Pourquoi ce goulot d’étranglement frappe l’Espagne
Espagne Elle ne dispose pas d’une production significative de pétrole brut. Elle dépend des marchés internationaux pour remplir les raffineries, les dépôts de gaz et les routes maritimes. Quand Ormuz cesse de transporter un cinquième du pétrole mondial, la facture énergétique espagnole est exposée à un surprix immédiat et à une plus grande volatilité du gaz naturel liquéfié, dont plus de 20 % ont franchi ce point avant la guerre.
La facture énergétique espagnole ne dépend pas uniquement du prix du baril au moment de l’attaque. Le fret, l’assurance et le choix d’itinéraires plus longs autour du Cap pèsent également. Bon espoirqui arrivent des semaines en retard et à un coût plus élevé.
Le Organisation maritime internationale dénombré 68 incidents confirmés en Ormuz et d’autres eaux de la région jusqu’au 21 août, avec 19 marins morts. Environ 6 000 membres d’équipage étaient toujours liés à un plan d’évacuation suspendu. Le risque pour l’équipage rend le fret et l’assurance plus chers, et ce coût se retrouve dans les contrats d’importation.
Le 25 août, le président américain Donald Trump assuré que les mines avaient été retirées des eaux internationales de Ormuz. Le même jour, L’Iran et Oman Ils discutaient d’un couloir temporaire commun et d’un plan de déminage. Ce sont des signes de détente, mais ils ne restituent toujours pas les volumes dont le marché a besoin.
La leçon d’un itinéraire qui ne se ferme jamais
Il convient de rappeler que le pétrole n’a pas besoin d’un arrêt total pour déstabiliser les prix. En 2019, certaines attaques contre des navires dans les eaux du Golfe ont déjà montré comment la perception d’insécurité déclenche des primes et allonge les itinéraires alternatifs. Le résultat est généralement le même : un baril plus cher pour les importateurs nets.
Le détail que presque personne ne raconte, c’est que Ormuz est ouvert, mais les systèmes d’identification automatique sont devenus peu fiables : certains navires les désactivent pour des raisons de sécurité. Moins de données et plus d’opacité obligent les importateurs tels que Espagne travailler avec des primes de risque plus élevées et des itinéraires alternatifs plus longs.

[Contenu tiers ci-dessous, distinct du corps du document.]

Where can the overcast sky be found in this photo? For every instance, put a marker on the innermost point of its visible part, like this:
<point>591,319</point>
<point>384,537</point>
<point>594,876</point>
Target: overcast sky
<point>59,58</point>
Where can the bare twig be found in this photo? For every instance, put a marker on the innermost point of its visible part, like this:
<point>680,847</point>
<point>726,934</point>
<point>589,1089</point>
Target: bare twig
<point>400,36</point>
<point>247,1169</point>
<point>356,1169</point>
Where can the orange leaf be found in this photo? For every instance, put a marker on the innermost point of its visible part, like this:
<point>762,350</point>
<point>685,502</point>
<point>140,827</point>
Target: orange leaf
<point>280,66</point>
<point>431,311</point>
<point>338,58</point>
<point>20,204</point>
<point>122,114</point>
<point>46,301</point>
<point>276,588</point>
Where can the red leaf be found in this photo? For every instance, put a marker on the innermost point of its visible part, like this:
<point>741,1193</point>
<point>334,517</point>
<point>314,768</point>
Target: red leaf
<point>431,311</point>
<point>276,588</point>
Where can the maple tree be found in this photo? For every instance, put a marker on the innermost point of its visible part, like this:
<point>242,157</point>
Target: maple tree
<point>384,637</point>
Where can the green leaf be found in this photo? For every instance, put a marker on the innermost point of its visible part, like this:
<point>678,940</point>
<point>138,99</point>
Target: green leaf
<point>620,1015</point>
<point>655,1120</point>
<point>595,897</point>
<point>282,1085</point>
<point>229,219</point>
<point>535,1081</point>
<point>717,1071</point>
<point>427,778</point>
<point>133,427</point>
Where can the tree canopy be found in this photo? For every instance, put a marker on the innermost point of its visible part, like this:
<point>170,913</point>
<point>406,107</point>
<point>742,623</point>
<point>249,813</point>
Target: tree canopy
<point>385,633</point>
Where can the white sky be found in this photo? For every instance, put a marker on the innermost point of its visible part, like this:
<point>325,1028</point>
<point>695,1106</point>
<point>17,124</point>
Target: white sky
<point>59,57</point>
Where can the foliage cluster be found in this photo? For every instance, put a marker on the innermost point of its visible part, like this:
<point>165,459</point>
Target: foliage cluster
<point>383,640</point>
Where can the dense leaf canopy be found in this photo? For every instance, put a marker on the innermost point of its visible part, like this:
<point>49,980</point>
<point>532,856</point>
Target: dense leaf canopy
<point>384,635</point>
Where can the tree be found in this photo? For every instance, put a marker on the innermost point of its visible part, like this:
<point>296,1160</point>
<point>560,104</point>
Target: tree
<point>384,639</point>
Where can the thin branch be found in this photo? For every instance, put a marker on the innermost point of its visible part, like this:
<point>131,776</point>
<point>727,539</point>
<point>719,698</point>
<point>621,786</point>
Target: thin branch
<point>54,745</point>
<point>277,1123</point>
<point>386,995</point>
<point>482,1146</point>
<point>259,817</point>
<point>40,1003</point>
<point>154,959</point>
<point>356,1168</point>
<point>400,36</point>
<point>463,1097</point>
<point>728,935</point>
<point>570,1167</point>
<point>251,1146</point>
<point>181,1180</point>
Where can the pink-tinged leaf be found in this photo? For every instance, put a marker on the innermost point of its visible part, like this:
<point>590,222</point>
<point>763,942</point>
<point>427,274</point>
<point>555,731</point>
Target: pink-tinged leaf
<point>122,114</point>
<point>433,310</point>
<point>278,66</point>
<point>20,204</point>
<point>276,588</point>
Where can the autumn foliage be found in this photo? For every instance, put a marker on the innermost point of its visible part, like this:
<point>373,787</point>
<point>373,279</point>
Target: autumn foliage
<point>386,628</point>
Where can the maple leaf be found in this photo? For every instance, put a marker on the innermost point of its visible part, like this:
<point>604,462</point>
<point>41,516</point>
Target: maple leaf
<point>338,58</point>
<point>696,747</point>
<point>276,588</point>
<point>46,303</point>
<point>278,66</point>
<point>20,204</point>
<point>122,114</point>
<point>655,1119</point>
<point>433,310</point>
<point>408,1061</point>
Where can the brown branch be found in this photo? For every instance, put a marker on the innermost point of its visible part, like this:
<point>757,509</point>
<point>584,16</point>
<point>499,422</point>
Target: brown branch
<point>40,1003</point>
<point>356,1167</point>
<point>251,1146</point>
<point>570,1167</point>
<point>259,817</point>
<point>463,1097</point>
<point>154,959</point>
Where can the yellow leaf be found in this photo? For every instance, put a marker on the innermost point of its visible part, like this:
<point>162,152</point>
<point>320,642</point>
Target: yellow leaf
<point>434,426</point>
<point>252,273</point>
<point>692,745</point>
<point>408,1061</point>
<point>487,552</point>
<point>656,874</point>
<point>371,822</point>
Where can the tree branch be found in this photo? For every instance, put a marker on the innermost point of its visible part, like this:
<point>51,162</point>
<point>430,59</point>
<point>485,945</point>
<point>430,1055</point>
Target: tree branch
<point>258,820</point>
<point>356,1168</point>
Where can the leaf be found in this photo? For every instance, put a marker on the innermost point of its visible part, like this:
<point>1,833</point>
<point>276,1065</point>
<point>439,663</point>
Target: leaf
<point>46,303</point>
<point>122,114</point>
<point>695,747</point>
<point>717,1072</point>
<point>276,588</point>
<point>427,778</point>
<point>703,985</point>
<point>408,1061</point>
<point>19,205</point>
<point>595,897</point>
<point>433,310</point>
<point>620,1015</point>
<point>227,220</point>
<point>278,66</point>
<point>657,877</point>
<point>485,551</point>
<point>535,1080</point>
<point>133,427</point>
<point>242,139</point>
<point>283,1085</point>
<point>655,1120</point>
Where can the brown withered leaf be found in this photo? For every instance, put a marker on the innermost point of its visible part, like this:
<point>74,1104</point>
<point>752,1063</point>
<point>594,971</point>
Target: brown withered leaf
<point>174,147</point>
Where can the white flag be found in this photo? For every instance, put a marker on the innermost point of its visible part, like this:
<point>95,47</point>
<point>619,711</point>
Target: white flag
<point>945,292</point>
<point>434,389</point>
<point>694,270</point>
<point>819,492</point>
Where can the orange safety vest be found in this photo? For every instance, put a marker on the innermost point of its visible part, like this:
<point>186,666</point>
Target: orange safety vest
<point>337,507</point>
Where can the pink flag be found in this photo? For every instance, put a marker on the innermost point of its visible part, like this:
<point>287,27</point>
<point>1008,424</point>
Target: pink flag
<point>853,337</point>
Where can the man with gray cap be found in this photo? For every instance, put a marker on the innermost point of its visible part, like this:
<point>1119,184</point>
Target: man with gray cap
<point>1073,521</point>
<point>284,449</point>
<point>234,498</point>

La variable suivante sera de savoir si le couloir temporel entre L’Iran et Oman est consolidée et si les accompagnateurs parviennent à restituer le trafic sans déclencher d’incidents. Pendant ce temps, la facture énergétique espagnole continuera à être exposée aux plus grandes perturbations d’un itinéraire qui transportait un baril sur cinq consommés sur la planète.
📌 Dossier
- Dossier : Le détroit d’Ormuz a accumulé six mois de guerre avec un trafic de pétroliers et de gaziers bien inférieur aux niveaux précédents.
- Informations importantes : Le flux de pétrole est passé de plus de 20 millions à environ 5 millions de barils par jour ; L’OMI a enregistré 68 incidents et 19 marins sont morts.
- Résumé: L’instabilité du passage porte atteinte à la sécurité d’approvisionnement et à la facture énergétique de l’Espagne en tant qu’importateur net.